MIME-Version: 1.0
In-Reply-To: <CAHGf_=r8Goe6EEC1eS_Azxc1nQcEq4txRMDPGRLVLoyF3xFriA@mail.gmail.com>
References: <CAEtiSauEdKP3Jsi_O6Q=yc9AWkSKDvNrLe0faicQWJGqdKxLwg@mail.gmail.com>
	<CAHGf_=r8Goe6EEC1eS_Azxc1nQcEq4txRMDPGRLVLoyF3xFriA@mail.gmail.com>
Date: Sun, 24 Jun 2012 22:25:40 +0530
Message-ID: <CAEtiSas-oueW0K0E0Rg52Ym0--iPomEmXeyE+PzHpyHjSdaQwQ@mail.gmail.com>
Subject: Re: [RFC][RT][PATCH] mm: Do not use stop_machine() for
 __zone_pcp_udpate() for CONFIG_PREEMPT_RT_FULL
From: Aaditya Kumar <aaditya.kumar.30@gmail.com>
To: KOSAKI Motohiro <kosaki.motohiro@gmail.com>
Cc: Thomas Gleixner <tglx@linutronix.de>, linux-kernel@vger.kernel.org,
        rostedt@goodmis.org, mingo@kernel.org, C.Emde@osadl.org,
        jkacur@redhat.com, frank.rowand@am.sony.com, tim.bird@am.sony.com,
        takuzo.ohara@ap.sony.com, kan.iibuchi@jp.sony.com,
        aaditya.kumar@ap.sony.com,
        KAMEZAWA Hiroyuki <kamezawa.hiroyu@jp.fujitsu.com>
Content-Type: text/plain; charset=ISO-8859-1
Content-Transfer-Encoding: 8BIT
Sender: linux-kernel-owner@vger.kernel.org
Content-Length: 5742
Lines: 192

On Sat, Jun 23, 2012 at 9:07 AM, KOSAKI Motohiro
<kosaki.motohiro@gmail.com> wrote:
> (6/19/12 2:32 PM), Aaditya Kumar wrote:
>> The code path of __zone_pcp_update() has following locks, which in
>> CONFIG_PREEMPT_RT_FULL=y are rt-mutex.
>> ? - pa_lock locked by cpu_lock_irqsave()
>> ? - zone->lock locked by free_pcppages_bulk()
>>
>> Since __zone_pcp_update() is called from stop_machine(), so with
>> CONFIG_PREEMPT_RT_FULL=y
>> we get following backtrace when __zone_pcp_update() is called during
>> memory hot plugging while
>> doing heavy file I/O.
>>
>> I think stop_machine() may not be required for calling __zone_pcp_update()
>> in case of CONFIG_PREEMPT_RT_FULL=y as acquiring pa_lock in __zone_pcp_update()
>> should be sufficient to isolate pcp pages and to setup per cpu pagesets.
>>
>> Can someone please let me know if am missing anything here?
>

Hello Kosaki-san,

> First off, you should cc memory hotplug experts when discussing memory
> hotplug topic.

Sorry for that.

> Second, stop_machine() is required because usually zone->pageset is
> per-cpu variable.
> the regular access rule is, 1) owner cpu can always access their own
> pcp, 2) offlined cpu's
> pcp can be accessed from any cpus because is has no race chance 3)
> otherwise caller must
> use stop_machine for preventing owner cpu accesses pcp.
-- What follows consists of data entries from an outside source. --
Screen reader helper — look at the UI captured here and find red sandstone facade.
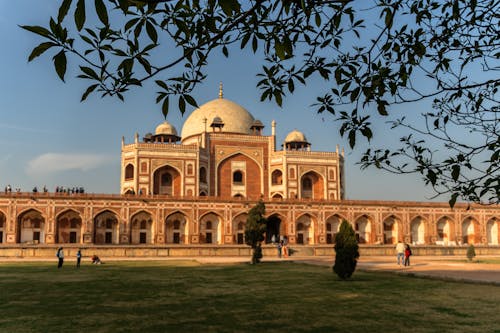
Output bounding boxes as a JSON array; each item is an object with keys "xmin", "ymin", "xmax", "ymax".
[{"xmin": 0, "ymin": 94, "xmax": 500, "ymax": 246}]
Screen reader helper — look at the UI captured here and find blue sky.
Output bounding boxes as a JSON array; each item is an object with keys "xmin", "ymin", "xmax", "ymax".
[{"xmin": 0, "ymin": 0, "xmax": 447, "ymax": 201}]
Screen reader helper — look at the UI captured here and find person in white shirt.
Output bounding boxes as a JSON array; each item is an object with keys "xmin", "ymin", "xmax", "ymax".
[{"xmin": 396, "ymin": 241, "xmax": 405, "ymax": 266}]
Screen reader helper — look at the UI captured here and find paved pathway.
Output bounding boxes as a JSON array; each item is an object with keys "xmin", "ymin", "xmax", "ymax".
[{"xmin": 0, "ymin": 256, "xmax": 500, "ymax": 286}]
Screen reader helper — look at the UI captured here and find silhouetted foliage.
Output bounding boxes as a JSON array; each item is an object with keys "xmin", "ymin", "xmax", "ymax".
[
  {"xmin": 333, "ymin": 220, "xmax": 359, "ymax": 280},
  {"xmin": 245, "ymin": 201, "xmax": 267, "ymax": 264},
  {"xmin": 22, "ymin": 0, "xmax": 500, "ymax": 206}
]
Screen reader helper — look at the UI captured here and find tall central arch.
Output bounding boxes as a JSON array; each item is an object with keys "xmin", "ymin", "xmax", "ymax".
[{"xmin": 300, "ymin": 171, "xmax": 325, "ymax": 200}]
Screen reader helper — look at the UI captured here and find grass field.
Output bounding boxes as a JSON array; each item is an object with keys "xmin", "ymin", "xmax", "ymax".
[{"xmin": 0, "ymin": 261, "xmax": 500, "ymax": 333}]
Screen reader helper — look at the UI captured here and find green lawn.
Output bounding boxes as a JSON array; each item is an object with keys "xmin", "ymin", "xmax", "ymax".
[{"xmin": 0, "ymin": 261, "xmax": 500, "ymax": 333}]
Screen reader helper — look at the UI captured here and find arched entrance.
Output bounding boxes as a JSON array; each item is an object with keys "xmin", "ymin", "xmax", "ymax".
[
  {"xmin": 266, "ymin": 214, "xmax": 286, "ymax": 243},
  {"xmin": 56, "ymin": 210, "xmax": 82, "ymax": 244},
  {"xmin": 383, "ymin": 215, "xmax": 403, "ymax": 244},
  {"xmin": 200, "ymin": 213, "xmax": 222, "ymax": 244},
  {"xmin": 325, "ymin": 215, "xmax": 342, "ymax": 244},
  {"xmin": 354, "ymin": 215, "xmax": 372, "ymax": 244},
  {"xmin": 300, "ymin": 171, "xmax": 324, "ymax": 200},
  {"xmin": 462, "ymin": 217, "xmax": 481, "ymax": 244},
  {"xmin": 232, "ymin": 214, "xmax": 248, "ymax": 244},
  {"xmin": 153, "ymin": 165, "xmax": 182, "ymax": 196},
  {"xmin": 295, "ymin": 214, "xmax": 315, "ymax": 245},
  {"xmin": 0, "ymin": 211, "xmax": 7, "ymax": 243},
  {"xmin": 436, "ymin": 216, "xmax": 454, "ymax": 245},
  {"xmin": 17, "ymin": 209, "xmax": 45, "ymax": 244},
  {"xmin": 486, "ymin": 218, "xmax": 500, "ymax": 245},
  {"xmin": 410, "ymin": 216, "xmax": 425, "ymax": 245},
  {"xmin": 165, "ymin": 212, "xmax": 189, "ymax": 244},
  {"xmin": 94, "ymin": 210, "xmax": 120, "ymax": 244},
  {"xmin": 130, "ymin": 211, "xmax": 153, "ymax": 244}
]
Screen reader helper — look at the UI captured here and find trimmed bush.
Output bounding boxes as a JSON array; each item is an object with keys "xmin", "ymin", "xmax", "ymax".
[{"xmin": 333, "ymin": 220, "xmax": 359, "ymax": 280}]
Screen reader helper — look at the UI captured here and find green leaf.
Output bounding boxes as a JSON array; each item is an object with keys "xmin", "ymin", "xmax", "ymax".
[
  {"xmin": 20, "ymin": 25, "xmax": 51, "ymax": 37},
  {"xmin": 179, "ymin": 96, "xmax": 186, "ymax": 114},
  {"xmin": 57, "ymin": 0, "xmax": 72, "ymax": 23},
  {"xmin": 349, "ymin": 130, "xmax": 356, "ymax": 149},
  {"xmin": 75, "ymin": 0, "xmax": 85, "ymax": 31},
  {"xmin": 161, "ymin": 96, "xmax": 169, "ymax": 119},
  {"xmin": 28, "ymin": 42, "xmax": 57, "ymax": 61},
  {"xmin": 53, "ymin": 50, "xmax": 66, "ymax": 82},
  {"xmin": 80, "ymin": 84, "xmax": 99, "ymax": 102},
  {"xmin": 451, "ymin": 164, "xmax": 460, "ymax": 181},
  {"xmin": 448, "ymin": 193, "xmax": 458, "ymax": 208},
  {"xmin": 94, "ymin": 0, "xmax": 109, "ymax": 26},
  {"xmin": 184, "ymin": 95, "xmax": 198, "ymax": 108},
  {"xmin": 80, "ymin": 66, "xmax": 99, "ymax": 80}
]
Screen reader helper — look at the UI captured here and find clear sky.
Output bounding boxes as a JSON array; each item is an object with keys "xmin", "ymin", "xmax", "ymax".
[{"xmin": 0, "ymin": 0, "xmax": 438, "ymax": 201}]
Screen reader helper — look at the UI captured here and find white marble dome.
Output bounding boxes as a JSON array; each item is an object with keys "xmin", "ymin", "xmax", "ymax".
[
  {"xmin": 155, "ymin": 121, "xmax": 181, "ymax": 136},
  {"xmin": 285, "ymin": 130, "xmax": 307, "ymax": 143},
  {"xmin": 181, "ymin": 98, "xmax": 255, "ymax": 141}
]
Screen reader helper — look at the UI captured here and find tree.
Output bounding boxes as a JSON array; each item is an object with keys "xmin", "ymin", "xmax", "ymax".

Thank you very much for your explanation, yes, my approach was not correct.

Since  "mm: page_alloc: rt-friendly per-cpu pages" from RT patch set
introduces a preemptible lock
(pa_lock which becomes an rt-mutex) for accessing pcp,
(http://www.kernel.org/pub/linux/kernel/projects/rt/3.4/patch-3.4.3-rt12-rc1.patch.xz)

So while calling zone_pcp_update() (with RT-patch set applied and with
CONFIG_PREEMPT_RT_FULL=y),
we have possibly two options to fix the BUG caused by taking a
sleeping lock in stop_machine.
 Option 1. Revert the patch which introduces the sleeping(pa_lock) lock.
 Option 2. Fix the calling frame work.(Use another framework)

Since usually memory hot plug is not that frequent an activity in the system,
So a little more overhead occurred while taking option 2, I think is acceptable.

My approach in my below patch for zone_pcp_update() is:
1. For each online cpu, setup pageset of a cpu by scheduling  work on that cpu.
2. For each offline cpu, setup pageset of a cpu from current cpu.
3. Flush the all the work spawned in step1.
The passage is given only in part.